Instrumentation Manager,
Independent Oil Producer
In the late 1990's, a leading oil and gas producer, with interests throughout the eastern hemisphere, acquired an oil company that gave it a majority interest in new oil and gas reserves in the South China Sea.
All process data was locked on a key gas platform that was part of the acquisition. There was no easy way to bring it on shore for analysis, performance assessment, fault prediction, etc.
Because satellites were used for communications, transfer rates were slow, expensive, and inherently unreliable. Consequently, the oil producer relied heavily on manual data entry and retrieval, and experienced significant human error in the process.

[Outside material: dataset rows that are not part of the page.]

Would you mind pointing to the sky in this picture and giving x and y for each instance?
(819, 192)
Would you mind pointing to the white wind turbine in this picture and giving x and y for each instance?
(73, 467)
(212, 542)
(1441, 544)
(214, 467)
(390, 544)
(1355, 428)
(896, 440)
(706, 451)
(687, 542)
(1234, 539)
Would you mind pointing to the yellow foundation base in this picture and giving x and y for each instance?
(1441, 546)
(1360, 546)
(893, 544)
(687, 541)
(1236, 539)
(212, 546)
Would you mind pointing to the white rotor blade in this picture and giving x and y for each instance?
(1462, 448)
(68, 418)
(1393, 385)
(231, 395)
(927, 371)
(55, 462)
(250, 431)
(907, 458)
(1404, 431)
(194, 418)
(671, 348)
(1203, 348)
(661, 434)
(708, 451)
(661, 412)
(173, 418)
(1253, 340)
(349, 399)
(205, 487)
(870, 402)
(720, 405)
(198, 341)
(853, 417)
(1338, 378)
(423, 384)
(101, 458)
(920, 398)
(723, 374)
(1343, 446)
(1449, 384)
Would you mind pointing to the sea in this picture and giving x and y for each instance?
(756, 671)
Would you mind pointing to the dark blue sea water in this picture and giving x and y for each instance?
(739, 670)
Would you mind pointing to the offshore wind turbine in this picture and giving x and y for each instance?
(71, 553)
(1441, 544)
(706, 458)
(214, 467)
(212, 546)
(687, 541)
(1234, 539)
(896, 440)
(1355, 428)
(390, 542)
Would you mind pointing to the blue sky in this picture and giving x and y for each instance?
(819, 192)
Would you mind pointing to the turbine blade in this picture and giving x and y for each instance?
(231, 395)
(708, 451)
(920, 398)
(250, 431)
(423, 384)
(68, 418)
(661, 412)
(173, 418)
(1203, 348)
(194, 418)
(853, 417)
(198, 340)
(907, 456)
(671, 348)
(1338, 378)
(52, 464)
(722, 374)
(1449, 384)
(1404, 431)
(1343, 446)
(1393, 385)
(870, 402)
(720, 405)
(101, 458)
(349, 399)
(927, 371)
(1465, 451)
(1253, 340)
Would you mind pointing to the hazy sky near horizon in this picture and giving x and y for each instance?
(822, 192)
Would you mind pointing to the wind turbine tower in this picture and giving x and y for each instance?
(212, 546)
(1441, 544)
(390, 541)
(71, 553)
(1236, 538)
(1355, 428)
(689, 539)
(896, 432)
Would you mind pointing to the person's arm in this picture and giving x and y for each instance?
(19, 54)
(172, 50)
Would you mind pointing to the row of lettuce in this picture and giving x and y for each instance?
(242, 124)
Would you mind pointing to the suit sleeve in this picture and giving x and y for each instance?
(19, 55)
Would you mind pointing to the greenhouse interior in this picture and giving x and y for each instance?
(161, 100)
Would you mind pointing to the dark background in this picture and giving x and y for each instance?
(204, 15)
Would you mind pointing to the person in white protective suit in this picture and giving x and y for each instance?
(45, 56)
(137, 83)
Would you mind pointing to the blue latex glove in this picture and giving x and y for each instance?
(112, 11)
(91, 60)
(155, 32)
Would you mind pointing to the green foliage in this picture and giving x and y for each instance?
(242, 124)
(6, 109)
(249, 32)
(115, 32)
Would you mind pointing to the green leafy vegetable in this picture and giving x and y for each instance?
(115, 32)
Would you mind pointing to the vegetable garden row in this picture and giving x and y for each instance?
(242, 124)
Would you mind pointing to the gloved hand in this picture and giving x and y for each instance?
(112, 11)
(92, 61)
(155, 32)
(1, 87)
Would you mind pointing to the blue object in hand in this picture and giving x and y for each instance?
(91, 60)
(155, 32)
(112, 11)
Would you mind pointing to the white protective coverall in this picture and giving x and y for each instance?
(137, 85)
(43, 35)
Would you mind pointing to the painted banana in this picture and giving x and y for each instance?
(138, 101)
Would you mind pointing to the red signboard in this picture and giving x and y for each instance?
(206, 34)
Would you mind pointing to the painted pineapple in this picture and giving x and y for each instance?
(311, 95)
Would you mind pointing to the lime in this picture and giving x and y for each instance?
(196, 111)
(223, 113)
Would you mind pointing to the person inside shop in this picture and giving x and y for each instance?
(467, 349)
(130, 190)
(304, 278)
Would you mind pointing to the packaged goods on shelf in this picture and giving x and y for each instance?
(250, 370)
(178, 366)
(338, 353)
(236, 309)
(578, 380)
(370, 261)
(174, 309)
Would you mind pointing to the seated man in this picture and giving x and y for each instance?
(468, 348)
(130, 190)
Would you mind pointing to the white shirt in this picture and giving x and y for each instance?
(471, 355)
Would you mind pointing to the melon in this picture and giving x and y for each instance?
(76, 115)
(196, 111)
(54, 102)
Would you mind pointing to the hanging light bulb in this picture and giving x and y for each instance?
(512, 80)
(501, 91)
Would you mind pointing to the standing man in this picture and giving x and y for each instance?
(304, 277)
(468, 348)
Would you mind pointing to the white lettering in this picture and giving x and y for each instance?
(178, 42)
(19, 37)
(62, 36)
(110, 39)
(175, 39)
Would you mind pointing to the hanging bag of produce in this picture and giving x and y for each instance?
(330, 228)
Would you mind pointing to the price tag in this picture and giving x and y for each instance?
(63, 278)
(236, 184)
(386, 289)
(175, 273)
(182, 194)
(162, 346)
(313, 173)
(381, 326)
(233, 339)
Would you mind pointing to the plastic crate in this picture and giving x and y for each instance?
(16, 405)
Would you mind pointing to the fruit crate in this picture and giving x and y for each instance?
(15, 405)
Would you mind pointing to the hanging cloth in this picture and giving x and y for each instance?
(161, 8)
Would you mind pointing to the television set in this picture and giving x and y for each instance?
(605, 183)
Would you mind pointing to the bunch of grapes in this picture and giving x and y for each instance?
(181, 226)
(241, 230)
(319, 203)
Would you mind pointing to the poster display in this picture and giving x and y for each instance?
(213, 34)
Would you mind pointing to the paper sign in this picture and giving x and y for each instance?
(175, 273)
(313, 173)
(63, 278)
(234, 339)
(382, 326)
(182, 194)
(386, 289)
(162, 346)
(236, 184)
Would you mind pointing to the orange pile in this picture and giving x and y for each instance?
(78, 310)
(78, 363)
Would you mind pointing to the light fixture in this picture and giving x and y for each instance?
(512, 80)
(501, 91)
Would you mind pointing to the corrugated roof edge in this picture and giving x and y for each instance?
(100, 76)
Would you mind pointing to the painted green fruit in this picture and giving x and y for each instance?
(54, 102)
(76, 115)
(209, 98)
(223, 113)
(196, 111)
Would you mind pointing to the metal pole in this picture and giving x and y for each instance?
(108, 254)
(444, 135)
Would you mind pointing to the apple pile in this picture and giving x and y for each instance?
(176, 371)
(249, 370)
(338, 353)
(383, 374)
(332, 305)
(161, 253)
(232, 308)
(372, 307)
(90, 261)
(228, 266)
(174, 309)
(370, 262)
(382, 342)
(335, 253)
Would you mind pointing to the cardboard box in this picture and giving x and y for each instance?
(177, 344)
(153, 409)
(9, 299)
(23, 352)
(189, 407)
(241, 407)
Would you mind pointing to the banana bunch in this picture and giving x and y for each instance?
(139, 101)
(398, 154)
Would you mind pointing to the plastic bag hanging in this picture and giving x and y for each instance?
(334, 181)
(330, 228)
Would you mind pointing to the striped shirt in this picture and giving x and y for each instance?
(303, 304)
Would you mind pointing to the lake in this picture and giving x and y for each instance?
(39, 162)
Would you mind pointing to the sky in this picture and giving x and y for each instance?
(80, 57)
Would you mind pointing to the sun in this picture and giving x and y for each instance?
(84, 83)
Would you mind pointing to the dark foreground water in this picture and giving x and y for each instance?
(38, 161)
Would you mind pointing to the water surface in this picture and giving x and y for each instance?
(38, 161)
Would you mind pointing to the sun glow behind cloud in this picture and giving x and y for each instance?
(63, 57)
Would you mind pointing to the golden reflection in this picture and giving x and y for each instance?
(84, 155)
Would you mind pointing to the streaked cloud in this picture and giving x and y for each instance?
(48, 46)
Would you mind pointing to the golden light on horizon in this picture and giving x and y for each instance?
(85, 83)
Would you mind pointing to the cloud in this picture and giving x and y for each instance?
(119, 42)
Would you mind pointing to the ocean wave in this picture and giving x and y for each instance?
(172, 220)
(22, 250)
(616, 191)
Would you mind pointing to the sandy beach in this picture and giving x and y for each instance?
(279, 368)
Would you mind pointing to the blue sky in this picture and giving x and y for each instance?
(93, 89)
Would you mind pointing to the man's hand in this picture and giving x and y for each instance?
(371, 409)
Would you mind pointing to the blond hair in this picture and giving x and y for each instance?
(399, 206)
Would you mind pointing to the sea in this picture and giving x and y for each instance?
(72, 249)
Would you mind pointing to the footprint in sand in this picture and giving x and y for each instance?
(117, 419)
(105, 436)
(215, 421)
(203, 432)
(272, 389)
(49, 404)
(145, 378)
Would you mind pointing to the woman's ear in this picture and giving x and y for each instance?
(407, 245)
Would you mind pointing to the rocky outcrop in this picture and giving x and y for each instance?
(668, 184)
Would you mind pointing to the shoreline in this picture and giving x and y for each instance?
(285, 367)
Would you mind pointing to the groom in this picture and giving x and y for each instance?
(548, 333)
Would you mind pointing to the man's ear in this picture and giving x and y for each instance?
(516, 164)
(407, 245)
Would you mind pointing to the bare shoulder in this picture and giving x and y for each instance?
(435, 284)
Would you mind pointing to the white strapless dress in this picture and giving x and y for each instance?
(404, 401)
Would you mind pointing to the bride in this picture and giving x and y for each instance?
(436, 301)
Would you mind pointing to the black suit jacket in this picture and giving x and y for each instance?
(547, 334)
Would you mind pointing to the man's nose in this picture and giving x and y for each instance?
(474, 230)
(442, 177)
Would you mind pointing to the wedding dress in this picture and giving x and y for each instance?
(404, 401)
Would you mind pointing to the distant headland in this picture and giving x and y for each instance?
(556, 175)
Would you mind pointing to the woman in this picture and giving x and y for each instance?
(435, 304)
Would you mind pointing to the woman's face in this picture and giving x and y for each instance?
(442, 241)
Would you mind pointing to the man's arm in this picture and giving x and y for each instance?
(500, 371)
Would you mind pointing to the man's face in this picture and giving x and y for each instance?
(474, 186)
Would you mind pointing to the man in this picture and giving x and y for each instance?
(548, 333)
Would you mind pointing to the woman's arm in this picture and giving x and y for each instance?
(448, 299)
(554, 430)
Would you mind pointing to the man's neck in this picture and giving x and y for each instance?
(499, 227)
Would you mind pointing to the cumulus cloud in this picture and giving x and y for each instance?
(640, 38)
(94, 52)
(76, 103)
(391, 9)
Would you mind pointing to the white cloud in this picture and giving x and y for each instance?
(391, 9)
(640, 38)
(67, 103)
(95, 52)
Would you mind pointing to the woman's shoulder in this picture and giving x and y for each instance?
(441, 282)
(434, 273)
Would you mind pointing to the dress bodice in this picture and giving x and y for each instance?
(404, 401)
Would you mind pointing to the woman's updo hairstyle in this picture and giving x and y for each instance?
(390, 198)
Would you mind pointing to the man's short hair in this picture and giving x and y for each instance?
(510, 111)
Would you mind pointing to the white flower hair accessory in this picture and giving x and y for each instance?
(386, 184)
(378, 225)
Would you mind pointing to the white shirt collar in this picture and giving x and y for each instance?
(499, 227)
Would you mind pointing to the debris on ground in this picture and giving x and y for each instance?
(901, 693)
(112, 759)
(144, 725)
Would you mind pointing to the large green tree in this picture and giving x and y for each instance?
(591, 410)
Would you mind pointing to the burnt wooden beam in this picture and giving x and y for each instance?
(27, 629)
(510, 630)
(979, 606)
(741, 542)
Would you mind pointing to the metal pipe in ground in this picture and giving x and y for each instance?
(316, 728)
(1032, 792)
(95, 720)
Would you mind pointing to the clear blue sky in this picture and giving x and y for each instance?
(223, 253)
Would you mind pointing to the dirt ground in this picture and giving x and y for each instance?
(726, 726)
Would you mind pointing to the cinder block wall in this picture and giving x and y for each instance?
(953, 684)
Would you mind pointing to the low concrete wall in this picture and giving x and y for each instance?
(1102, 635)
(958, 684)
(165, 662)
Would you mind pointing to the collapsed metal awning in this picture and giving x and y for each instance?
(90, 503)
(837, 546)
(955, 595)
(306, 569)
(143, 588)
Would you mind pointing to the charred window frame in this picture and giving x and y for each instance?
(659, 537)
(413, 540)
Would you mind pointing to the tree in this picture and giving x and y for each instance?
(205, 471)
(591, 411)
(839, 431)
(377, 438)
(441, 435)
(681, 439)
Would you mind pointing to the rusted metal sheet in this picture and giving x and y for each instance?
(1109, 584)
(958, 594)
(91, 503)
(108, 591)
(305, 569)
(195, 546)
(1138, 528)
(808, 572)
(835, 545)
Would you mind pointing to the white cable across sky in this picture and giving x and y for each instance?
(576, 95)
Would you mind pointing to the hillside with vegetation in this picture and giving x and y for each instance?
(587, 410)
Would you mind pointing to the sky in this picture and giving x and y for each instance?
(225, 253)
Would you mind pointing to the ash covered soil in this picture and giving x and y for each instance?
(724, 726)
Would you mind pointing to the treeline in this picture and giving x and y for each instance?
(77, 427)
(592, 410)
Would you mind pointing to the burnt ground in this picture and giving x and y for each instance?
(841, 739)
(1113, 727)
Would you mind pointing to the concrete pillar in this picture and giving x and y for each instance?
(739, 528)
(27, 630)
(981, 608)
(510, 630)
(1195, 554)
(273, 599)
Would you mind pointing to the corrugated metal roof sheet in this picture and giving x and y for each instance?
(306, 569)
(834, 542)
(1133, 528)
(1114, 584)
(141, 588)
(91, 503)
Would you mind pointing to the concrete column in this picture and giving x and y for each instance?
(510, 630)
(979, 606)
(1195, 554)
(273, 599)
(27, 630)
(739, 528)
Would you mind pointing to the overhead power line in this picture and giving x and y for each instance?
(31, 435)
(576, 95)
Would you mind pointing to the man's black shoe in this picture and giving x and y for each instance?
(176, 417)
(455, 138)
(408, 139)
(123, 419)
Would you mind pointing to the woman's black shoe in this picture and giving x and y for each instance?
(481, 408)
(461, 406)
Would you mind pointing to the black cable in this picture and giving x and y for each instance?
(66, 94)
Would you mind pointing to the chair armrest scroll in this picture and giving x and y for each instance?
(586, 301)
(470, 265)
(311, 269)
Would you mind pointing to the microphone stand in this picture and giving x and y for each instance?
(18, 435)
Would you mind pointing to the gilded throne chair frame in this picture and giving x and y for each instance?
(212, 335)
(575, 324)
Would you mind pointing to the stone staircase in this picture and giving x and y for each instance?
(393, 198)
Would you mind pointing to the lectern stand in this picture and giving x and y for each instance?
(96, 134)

The main problems that prevented them from transporting the data from the gas platform automatically were:
- Unreliable communications to the platform
- Slow data transfer rates
- The need to conserve bandwidth
To successfully manage the operation, the company needed a complete overhaul that would eliminate all of the associated problems, but in a cost-effective, scalable, and maintainable manner.
After researching the marketplace, they discovered MatrikonOPC and began investigating some of their advanced OPC solutions. "After learning about the Hub and Spoke architecture, we realized that it addressed every one of the individual problems we were currently facing, including reliability, scalability, accuracy and maintainability", said the Project Manager who oversaw the implementation of the MatrikonOPC solution.
"Hub and Spoke is a solution based on a number of individual OPC technologies" he added. "Its purpose is to reliably move process and business data from remote locations to a central repository. MatrikonOPC's solutions-based strategy enabled us to select different OPC components to address the specific problem we were facing".
In this case, the key MatrikonOPC technologies used were: OPC Desktop Historian, OPC Transporter, and OPC Tunneller.
OPC Desktop Historian was used to store all required data, both on the offshore platform and at the company's onshore data center. It provided the first part of reliability equation, ensuring that data was always being collected on the platform.
OPC Transporter provided the second part of the reliability equation. It was programmed to regularly send the latest data from the platform to the data centers for both the company, and their partners. If the network was unavailable, which happened regularly, OPC Transporter would continue to attempt to send the data until it arrived safely. As an added benefit, data could be sent at non-peak satellite hours, reducing overall costs.
OPC Tunneller was the enabling technology that allowed OPC data to flow from the external domain on the platform to both the company's domain, and the domain of their partners at the main control center. Without Tunneller, each domain would have needed a large DCOM security hole to be open, an unacceptable situation for all parties involved.
OPC DA Tunneller was used for real-time data transfer to the partner's data control center (for distribution to all partners in the project), and OPC HDA Tunneller was used to support Transporter's historical data transmissions directly to the oil producer's data center.
In addition to the key Hub and Spoke components, MatrikonOPC Data Manager was deployed to exchange data between the different control systems on board the oil platform, and the MatrikonOPC Server for iFix HMI was used to collect data directly from the operator workstations.